De bovenstaande uitdrukking voor collectorstroom geldt ook voor de stroom in een diode; dus waarom gebruikt elk toepassingscircuit een transistor en geen diode? In werkelijkheid omvat de stroom in een diode ook een recombinatiestroom die het resultaat is van de elektronen die recombineren met gaten wanneer ze door het uitputtingsgebied van de pn-overgang gaan en dit geeft een niet-lineariteit van de stroom van de diode met Vbe en temperatuur. Deze stroom verschijnt ook in een bipolaire transistor, maar vloeit naar de basis van de transistor en verschijnt dus niet in de collectorstroom, vandaar dat de niet-lineariteit veel minder is.

Herschikken van het bovenstaande geeft

Is is klein vergeleken met Ic , zodat we de ‘1’ . kunnen negeren term in de bovenstaande vergelijking. We kunnen nu zien dat Vbe verandert lineair volgens een logaritmische verandering in Ic . We kunnen ook zien dat als Ic en Is constant zijn dan Vbe verandert lineair met de temperatuur, aangezien k en q zijn ook constant. Het is een gemakkelijke taak om een ​​constante collectorstroom in een transistor te forceren en te meten hoe de Vbe verandert met de temperatuur.

Is is gerelateerd aan de geometrie van de transistor en is sterk afhankelijk van temperatuur. Zoals veel siliciumapparaten verdubbelt de waarde ervan bij elke 10 °C temperatuurstijging. Hoewel het effect van deze stroomverandering wordt verminderd door de ‘ln’ functie hebben we nog steeds het probleem dat de absolute waarde van Vbe verandert van transistor naar transistor en dus is kalibratie nodig. Praktische siliciumtemperatuursensoren gebruiken dus twee identieke transistors en forceren een collectorstroom van Ic in één en 10Ic in de andere. Identieke transistoren en ratiometrisch nauwkeurige stromen zijn eenvoudig te fabriceren in een geïntegreerde schakeling. Daarom gebruiken de meeste siliciumsensoren deze architectuur. De logaritmische verandering in stroom veroorzaakt een lineaire verandering in Vbe en het verschil in de Vbe 's wordt dan gemeten.

Uit de bovenstaande vergelijking, voor twee transistors die op dezelfde temperatuur worden gehouden , het verschil tussen hun Vbe 's wordt gegeven door

sinds

Dat kunnen we zien

Door verschillende stromen door elke transistor te forceren en het verschil in Vbe . te meten , hebben we de niet-lineaire Is . verwijderd term, het effect van verschillende absolute Vbe's en alle andere niet-lineaire effecten die verband houden met de geometrie van de transistor. Sinds k , q en ln 10 zijn allemaal constant, de verandering in Vbe is evenredig met de absolute temperatuur (PTAT). Voor een 10x verschil in stromen, het verschil in de twee Vbe ’s verandert lineair met de temperatuur bij ongeveer 198μV/°C. Een vereenvoudigde schakeling om dit te bereiken wordt getoond in figuur 1.

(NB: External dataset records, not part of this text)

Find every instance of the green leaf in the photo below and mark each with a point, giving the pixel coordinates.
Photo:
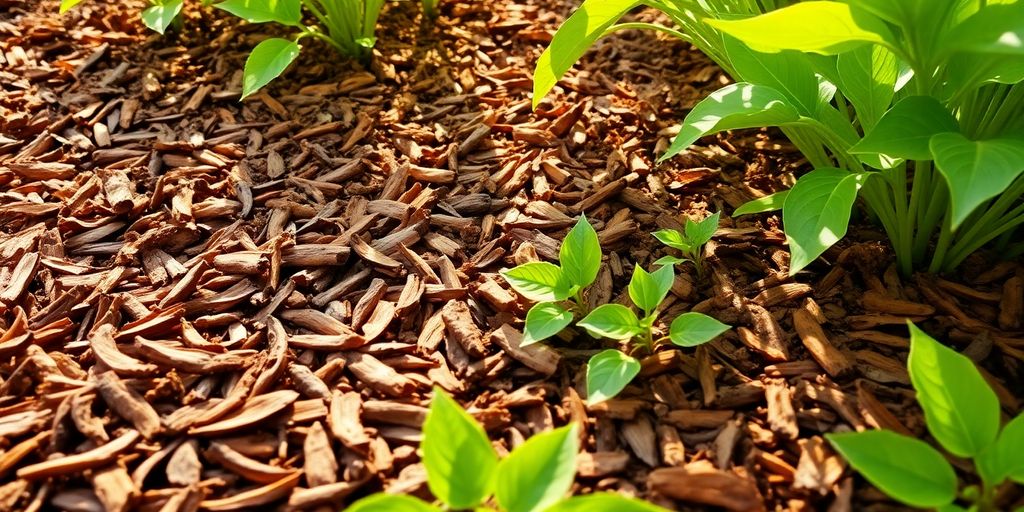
(544, 321)
(816, 213)
(159, 16)
(867, 78)
(648, 290)
(673, 239)
(540, 472)
(267, 60)
(260, 11)
(733, 107)
(905, 130)
(976, 170)
(391, 503)
(581, 254)
(768, 203)
(962, 412)
(573, 38)
(607, 374)
(604, 502)
(457, 455)
(814, 27)
(692, 329)
(611, 321)
(700, 232)
(906, 469)
(538, 281)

Figuur 1. Een basiscircuit voor het meten van temperatuur.

De stromen in figuur 1 moeten zorgvuldig worden gekozen. Als de stroom te hoog is, bederven aanzienlijke zelfverhitting en spanningsdalingen over de interne weerstanden in de transistor het resultaat. Als de stroom te laag is, zorgen lekstromen in de transistor voor aanzienlijke fouten.

Er moet ook worden opgemerkt dat de bovenstaande vergelijkingen betrekking hebben op de collector stroom van de transistor terwijl figuur 1 een constante emitter toont stroom die in de transistor wordt geïnjecteerd. De transistors kunnen zo worden ontworpen dat de stroomverhouding tussen collector en emitter goed is vastgesteld (en bijna gelijk is), dus de collectorstroom is evenredig met de emitterstroom.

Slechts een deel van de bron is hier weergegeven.